ISB-CGC Community Notebooks

Check out more notebooks at our Community Notebooks Repository!

Title:   One-Way ANOVA Test in BigQuery
Author:  Lauren Hagen
Created: 2019-08-02
Purpose: Demonstrate an ANOVA test within BigQuery
URL:     https://github.com/isb-cgc/Community-Notebooks/blob/master/Notebooks/How_to_perform_an_ANOVA_test_in_BigQuery.ipynb
Notes:   This notebook was adapted from work by David L Gibbs, September 2017 Query of the Month

Running ANOVA tests in BigQuery

In this notebook, we will cover how to do a one-way ANOVA test in BigQuery. This statistical test can be used to determine whether there is a statistically significant difference between the means of two or more independent groups. Although in this example, I’m only looking at two groups, it would not be difficult to extend this to any number of groups, assuming there is a reasonable number of samples within each group.

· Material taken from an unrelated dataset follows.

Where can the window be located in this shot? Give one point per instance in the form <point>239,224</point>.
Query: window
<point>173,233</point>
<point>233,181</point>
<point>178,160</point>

Consider the model yij = m + ai + eij, where yij is a continuous variable over samples j, in groups i, and ai is a constant for each group i, and eij is a gaussian error term with mean 0.

Using this model, we are describing the data as being sampled from groups, with each group having a mean value equal to m + ai. The null hypothesis is that each of the group means is the same (ie that the ai terms are zero), while the alternative hypothesis is that at least one of the ai terms is not zero.

We use the F-test to compare these two hypotheses. To compute the test statistic, we compute the within-group variation and the between-group variation. Recall that sample variance is defined as the sum of squared differences between observations and the mean, divided by the number of samples (normalized).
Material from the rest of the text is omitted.